Из вагона выходит человек в гражданском — в великолепном драповом пальто, в велюровой шляпе, в черных очках. На рукаве у него красная повязка: «Полиция». Мы ему показываем на даму, мечущуюся на крыше. Он равнодушно проходит мимо, махнув рукой, но потом возвращается к нам, предлагает купить какие-то самодельные портсигары. Мы благодарим его и снова указываем на даму, мечущуюся на крыше. Он тяжело вздыхает и просит нас пойти вместе с ним.
Втроем мы кое-как ссаживаем даму в котиковой шубе с ее тяжелыми, точно набитыми камнями, чемоданами.
Дама нас горячо благодарит, достает три пачки сигарет, протягивает их полицейскому.
Полицейский, расплывшись в улыбке до ушей, галантно раскланивается, даже приподнимает свою роскошную велюровую шляпу, и тут же, без тени смущения на лице, предлагает нам эти сигареты... за десять рублей.
Я сую ему деньги в карман, разрываю пачку, жадно затягиваюсь сигаретой.

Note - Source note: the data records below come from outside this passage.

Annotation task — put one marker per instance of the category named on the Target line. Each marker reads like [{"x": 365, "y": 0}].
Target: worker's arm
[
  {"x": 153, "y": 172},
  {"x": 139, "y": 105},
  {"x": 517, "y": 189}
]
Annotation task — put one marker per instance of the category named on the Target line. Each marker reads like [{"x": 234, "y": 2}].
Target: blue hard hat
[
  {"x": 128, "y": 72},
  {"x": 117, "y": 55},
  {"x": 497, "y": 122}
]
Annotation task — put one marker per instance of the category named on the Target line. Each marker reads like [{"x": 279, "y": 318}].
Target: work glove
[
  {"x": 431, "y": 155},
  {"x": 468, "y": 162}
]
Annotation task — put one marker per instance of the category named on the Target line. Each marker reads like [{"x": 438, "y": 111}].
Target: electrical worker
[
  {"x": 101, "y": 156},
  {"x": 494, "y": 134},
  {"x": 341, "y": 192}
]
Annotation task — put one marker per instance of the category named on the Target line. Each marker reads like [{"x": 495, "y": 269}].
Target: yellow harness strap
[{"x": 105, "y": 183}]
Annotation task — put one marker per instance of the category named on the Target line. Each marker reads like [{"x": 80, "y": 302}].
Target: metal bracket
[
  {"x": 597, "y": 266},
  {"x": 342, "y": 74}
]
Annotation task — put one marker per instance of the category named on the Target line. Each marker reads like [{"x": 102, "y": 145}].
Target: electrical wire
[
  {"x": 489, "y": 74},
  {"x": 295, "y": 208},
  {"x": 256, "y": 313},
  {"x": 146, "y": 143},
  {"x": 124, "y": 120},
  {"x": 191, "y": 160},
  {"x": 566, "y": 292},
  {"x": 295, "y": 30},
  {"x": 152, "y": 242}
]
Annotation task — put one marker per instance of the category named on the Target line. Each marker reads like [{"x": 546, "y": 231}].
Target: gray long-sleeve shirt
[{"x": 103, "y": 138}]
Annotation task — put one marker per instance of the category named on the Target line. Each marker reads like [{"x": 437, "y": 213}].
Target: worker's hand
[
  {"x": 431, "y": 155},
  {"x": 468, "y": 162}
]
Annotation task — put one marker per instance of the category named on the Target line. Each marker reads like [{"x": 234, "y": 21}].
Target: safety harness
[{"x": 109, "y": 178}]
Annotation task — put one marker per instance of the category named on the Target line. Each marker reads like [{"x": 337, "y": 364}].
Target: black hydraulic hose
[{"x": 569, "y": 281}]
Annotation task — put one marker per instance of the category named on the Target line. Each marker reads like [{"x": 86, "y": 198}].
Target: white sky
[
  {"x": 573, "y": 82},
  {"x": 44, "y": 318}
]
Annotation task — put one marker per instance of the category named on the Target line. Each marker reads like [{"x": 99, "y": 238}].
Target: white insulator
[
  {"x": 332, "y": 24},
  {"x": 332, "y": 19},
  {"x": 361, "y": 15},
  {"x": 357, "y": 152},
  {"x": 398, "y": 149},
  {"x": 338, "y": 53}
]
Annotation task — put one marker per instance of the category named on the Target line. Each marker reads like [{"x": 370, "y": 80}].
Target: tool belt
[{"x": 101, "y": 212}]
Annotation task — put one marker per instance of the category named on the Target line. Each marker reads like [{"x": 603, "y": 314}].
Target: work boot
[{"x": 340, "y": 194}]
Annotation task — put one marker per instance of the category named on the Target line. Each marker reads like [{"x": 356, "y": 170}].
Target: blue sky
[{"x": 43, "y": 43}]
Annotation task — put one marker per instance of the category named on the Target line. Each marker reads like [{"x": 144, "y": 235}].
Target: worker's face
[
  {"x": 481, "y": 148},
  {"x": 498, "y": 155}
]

Сигарета дрянь, хотя и называется «Принцессой». Но и за них спасибо. Не надо будет хоть в Будапеште курить махорку.
И мы на ходу садимся в тронувшийся поезд.
Не успеваем мы в Будапеште выйти с Западного вокзала, как нас сразу же окружает толпа человек в двадцать. Со всех сторон тянутся руки:
— Сигарет, сигарет!..
Я достаю пачку «Принцессы», она тут же опустошается.
Просят и хлеба — тут мы можем протянуть только сухарь и бутерброд, запасы у нас скромные.
Молодой человек со вздернутыми от холода плечами, в рваной курточке, сразу же начинает грызть сухарь, подставив под него посиневшую ладонь, а другой, пожилой, которому достался бутерброд с сыром, завертывает его в носовой платок, прячет в карман.